Cet essai est en effet abondamment annoté et possède des références multiples. Ses notes de bas de page sont le plus souvent référentielles, renvoyant ainsi à d’autres autorités sous le couvert desquelles le vieil aveugle se place. Si l’on reprend les termes de Gérard Genette dans Seuils (1987), les notes de Zampano sont des notes auctoriales fictives3. Celles-ci sont identifiables par leur police de caractère : « Times ». Ce choix de police est particulièrement significatif dans la mesure où le personnage vit à l’écart des signes extérieurs témoignant du passage du temps : aveugle, il ne possède pas d’horloge, ses fenêtres sont barricadées, il vit complètement enfermé, à l’abri de la lumière. Les notes de Zampano, dans leur référentialité, ressemblent aux notes bibliographiques que l’on retrouve chez les historiens. Ces notes possèdent la nature « théorico constative » (Derrida, 2004, p. 9) de l’annotation telle que la qualifie Jacques Derrida : « L’annotation pure n’est, en général, ni performative, ni poétique et sa “nature secondaire” est que l’annotation implique que la priorité prééminente et l’autorité appartiennent à un autre texte » (ibid., p. 10, Derrida souligne). Cette définition correspond exactement à l’usage qu’en fait Zampano, qui se place grâce à elle sous des autorités reconnues. Ses premières notes sont purement auctoriales :
1 A topic more carefully considered in chapter ix.

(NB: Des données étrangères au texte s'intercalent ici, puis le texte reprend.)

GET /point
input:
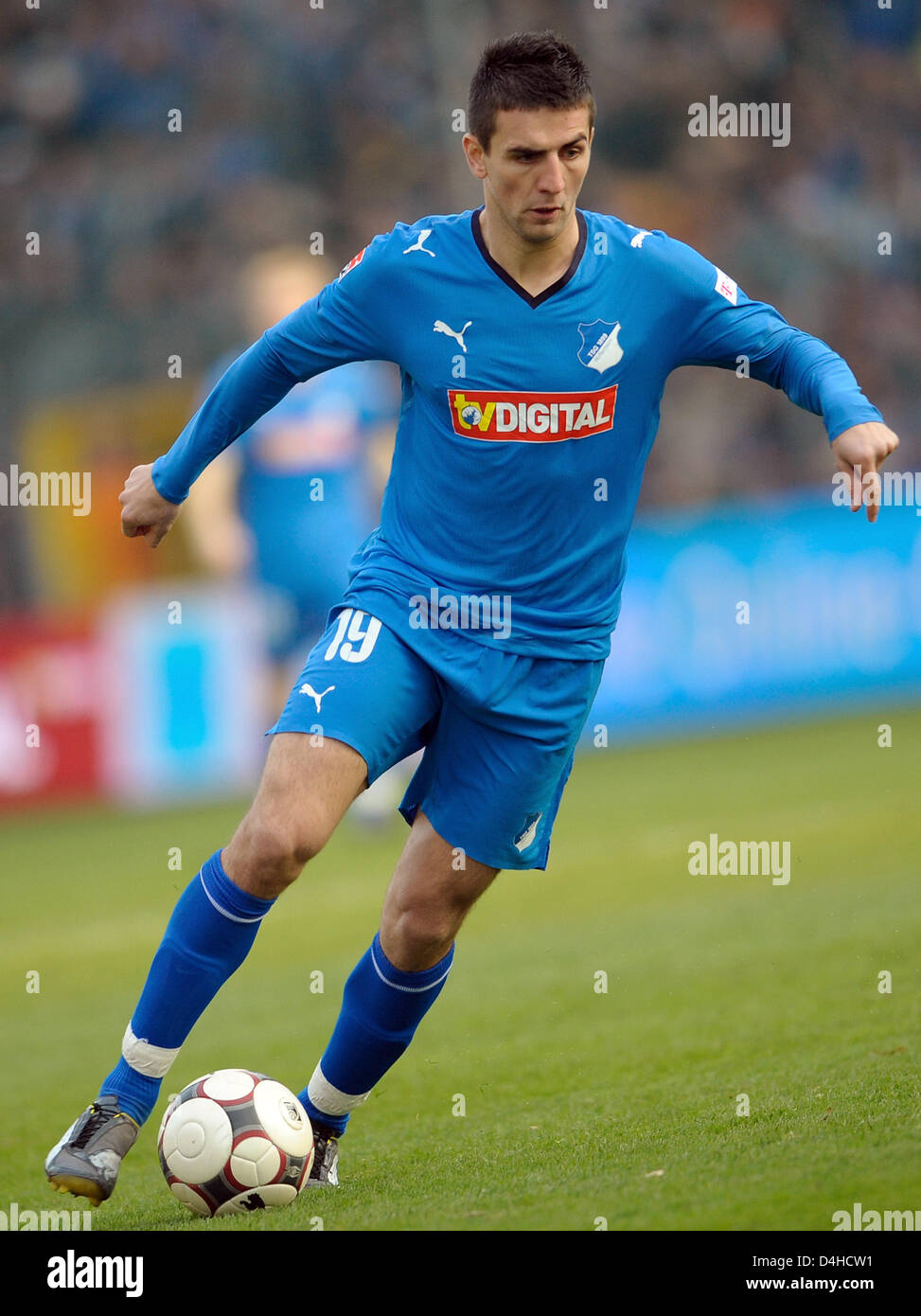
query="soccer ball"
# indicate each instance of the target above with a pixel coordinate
(235, 1141)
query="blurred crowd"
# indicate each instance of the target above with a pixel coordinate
(336, 118)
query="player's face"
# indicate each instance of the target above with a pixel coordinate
(535, 168)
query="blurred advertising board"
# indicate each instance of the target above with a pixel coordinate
(762, 610)
(158, 698)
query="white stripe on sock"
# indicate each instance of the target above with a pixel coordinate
(152, 1061)
(399, 986)
(226, 914)
(329, 1099)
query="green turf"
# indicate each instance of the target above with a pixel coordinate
(577, 1104)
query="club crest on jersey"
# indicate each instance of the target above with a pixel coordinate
(600, 349)
(355, 259)
(532, 418)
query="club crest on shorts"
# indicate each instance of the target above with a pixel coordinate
(600, 349)
(528, 832)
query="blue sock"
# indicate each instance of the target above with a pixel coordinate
(205, 941)
(381, 1008)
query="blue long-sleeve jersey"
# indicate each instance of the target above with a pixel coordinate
(526, 420)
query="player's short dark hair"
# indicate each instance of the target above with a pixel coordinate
(529, 70)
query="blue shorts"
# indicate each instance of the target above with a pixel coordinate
(499, 729)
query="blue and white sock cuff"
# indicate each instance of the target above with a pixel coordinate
(403, 981)
(146, 1058)
(229, 899)
(329, 1099)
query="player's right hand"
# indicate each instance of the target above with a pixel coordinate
(144, 512)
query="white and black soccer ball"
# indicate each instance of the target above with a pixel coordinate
(235, 1141)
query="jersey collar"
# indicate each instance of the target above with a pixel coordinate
(512, 283)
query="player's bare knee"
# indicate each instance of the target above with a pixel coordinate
(418, 930)
(267, 854)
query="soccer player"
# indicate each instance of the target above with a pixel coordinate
(535, 341)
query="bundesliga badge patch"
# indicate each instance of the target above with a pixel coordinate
(600, 349)
(355, 259)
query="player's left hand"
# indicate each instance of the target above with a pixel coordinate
(859, 452)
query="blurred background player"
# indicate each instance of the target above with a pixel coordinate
(287, 505)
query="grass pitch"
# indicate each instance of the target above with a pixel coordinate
(582, 1106)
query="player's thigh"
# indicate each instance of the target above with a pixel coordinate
(364, 687)
(492, 778)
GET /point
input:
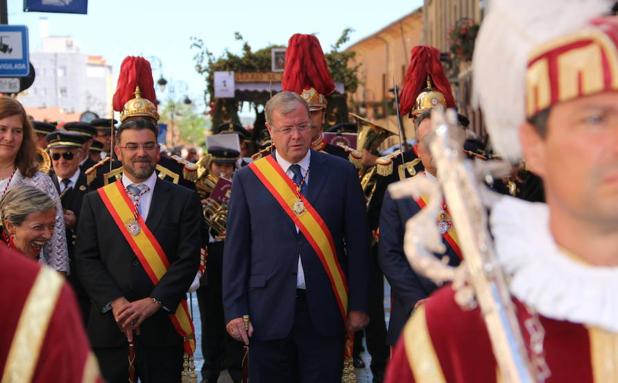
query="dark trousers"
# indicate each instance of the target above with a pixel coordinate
(375, 332)
(304, 356)
(153, 364)
(221, 351)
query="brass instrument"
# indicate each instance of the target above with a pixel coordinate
(370, 137)
(214, 212)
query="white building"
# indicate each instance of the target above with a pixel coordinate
(68, 80)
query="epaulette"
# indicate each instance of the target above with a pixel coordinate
(164, 172)
(91, 172)
(263, 153)
(189, 169)
(410, 167)
(112, 176)
(384, 164)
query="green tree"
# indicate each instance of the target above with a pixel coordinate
(188, 126)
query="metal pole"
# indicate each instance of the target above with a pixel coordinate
(4, 15)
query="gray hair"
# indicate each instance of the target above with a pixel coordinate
(283, 102)
(21, 201)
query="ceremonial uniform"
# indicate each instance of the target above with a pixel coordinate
(445, 343)
(562, 63)
(219, 349)
(71, 190)
(42, 336)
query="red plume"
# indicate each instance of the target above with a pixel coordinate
(424, 61)
(306, 67)
(134, 72)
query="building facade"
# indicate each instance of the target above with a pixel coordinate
(383, 58)
(68, 80)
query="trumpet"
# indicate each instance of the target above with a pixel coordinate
(215, 214)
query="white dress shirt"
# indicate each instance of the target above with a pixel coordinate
(72, 181)
(144, 201)
(304, 169)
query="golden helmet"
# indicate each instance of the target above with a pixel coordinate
(139, 107)
(315, 100)
(428, 99)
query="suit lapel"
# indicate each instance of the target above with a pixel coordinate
(160, 197)
(318, 176)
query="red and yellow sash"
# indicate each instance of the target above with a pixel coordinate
(148, 250)
(308, 222)
(450, 236)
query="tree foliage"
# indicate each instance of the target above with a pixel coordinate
(259, 60)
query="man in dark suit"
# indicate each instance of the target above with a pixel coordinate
(277, 290)
(65, 150)
(408, 288)
(130, 303)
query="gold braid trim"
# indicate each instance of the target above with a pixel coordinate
(32, 327)
(421, 355)
(91, 369)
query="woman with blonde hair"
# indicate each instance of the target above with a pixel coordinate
(28, 218)
(18, 166)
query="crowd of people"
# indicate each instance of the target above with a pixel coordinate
(105, 234)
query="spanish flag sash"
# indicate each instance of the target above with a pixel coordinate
(446, 227)
(308, 221)
(147, 250)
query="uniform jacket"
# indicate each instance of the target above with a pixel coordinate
(407, 286)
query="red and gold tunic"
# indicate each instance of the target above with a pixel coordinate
(42, 338)
(443, 343)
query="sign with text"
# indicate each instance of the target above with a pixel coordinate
(57, 6)
(224, 84)
(14, 53)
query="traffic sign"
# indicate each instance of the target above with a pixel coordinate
(14, 53)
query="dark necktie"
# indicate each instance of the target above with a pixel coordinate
(298, 177)
(136, 192)
(66, 182)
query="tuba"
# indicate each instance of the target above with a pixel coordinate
(370, 137)
(215, 213)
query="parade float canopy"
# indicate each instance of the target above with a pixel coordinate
(257, 87)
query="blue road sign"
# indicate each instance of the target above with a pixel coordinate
(58, 6)
(14, 53)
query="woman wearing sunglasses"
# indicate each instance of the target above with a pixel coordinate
(18, 166)
(28, 219)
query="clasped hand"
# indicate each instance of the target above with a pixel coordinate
(130, 315)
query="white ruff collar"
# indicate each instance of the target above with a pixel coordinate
(542, 276)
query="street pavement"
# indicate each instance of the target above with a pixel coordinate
(363, 375)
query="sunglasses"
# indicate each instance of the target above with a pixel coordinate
(66, 155)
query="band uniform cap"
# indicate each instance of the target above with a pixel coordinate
(96, 146)
(82, 128)
(43, 128)
(64, 139)
(581, 64)
(223, 155)
(531, 55)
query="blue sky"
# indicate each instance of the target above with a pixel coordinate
(117, 28)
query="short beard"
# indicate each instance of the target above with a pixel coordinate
(141, 174)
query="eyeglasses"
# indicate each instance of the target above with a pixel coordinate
(132, 147)
(66, 155)
(289, 129)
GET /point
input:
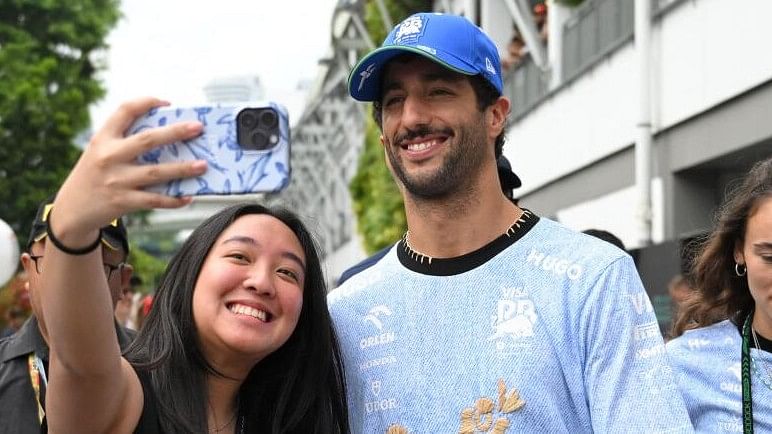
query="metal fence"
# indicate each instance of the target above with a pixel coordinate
(596, 29)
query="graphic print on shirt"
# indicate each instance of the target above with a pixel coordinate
(380, 338)
(555, 265)
(513, 320)
(383, 336)
(487, 417)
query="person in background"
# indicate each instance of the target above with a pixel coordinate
(24, 356)
(485, 317)
(605, 236)
(239, 338)
(124, 308)
(722, 350)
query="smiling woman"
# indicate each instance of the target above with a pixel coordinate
(239, 338)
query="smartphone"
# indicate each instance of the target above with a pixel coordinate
(247, 148)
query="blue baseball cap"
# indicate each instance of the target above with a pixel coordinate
(450, 40)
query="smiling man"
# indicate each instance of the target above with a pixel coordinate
(485, 317)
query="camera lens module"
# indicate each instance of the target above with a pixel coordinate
(268, 119)
(258, 128)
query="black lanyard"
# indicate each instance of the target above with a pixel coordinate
(745, 362)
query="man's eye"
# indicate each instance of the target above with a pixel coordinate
(392, 100)
(439, 92)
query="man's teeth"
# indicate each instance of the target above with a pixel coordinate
(420, 146)
(247, 310)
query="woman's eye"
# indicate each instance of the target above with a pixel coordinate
(238, 257)
(290, 274)
(440, 92)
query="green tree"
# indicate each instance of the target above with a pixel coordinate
(377, 201)
(49, 54)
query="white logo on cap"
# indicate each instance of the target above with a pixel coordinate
(410, 26)
(365, 75)
(489, 66)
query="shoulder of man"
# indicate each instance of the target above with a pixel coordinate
(363, 265)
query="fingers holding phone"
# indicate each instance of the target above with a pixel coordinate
(107, 182)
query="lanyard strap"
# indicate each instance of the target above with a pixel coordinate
(35, 375)
(746, 377)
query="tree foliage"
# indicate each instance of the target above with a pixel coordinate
(377, 201)
(49, 53)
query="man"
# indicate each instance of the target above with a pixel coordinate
(509, 182)
(485, 317)
(24, 355)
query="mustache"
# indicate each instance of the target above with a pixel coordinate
(421, 131)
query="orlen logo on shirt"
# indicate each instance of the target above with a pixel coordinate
(375, 317)
(555, 265)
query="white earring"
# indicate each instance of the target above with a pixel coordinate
(740, 269)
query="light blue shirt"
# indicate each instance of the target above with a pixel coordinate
(707, 366)
(553, 334)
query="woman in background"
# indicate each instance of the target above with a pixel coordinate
(721, 353)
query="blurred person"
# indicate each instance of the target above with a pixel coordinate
(540, 19)
(723, 332)
(485, 317)
(14, 318)
(125, 312)
(239, 337)
(24, 356)
(605, 236)
(508, 180)
(516, 50)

2 See Daniel Bowler’s “Resurrection on Ash Tree Lane: Elvis, Christmas past, and other Non-Entities” published in The House (New York: Little Brown, 1995), p. 167-244 in which he examines the inherent contradiction to any claim alleging resurrection as well as the existence of that place. (Danielewski, 2000, p. 3.)
La première fait référence à la structure de son essai, tandis que la seconde est une référence bibliographique à une œuvre portant sur le Navidson Record. Il s’agit de notes d’apparence complètement traditionnelle, pouvant être comparées à celles d’un auteur comme Pierre Bayle et son Dictionnaire historique et critique (1697) 4. Dans cet ouvrage, Bayle crée un modèle d’érudition dont l’objet central est le retour aux sources primaires, censées être pures et détentrices de la vérité.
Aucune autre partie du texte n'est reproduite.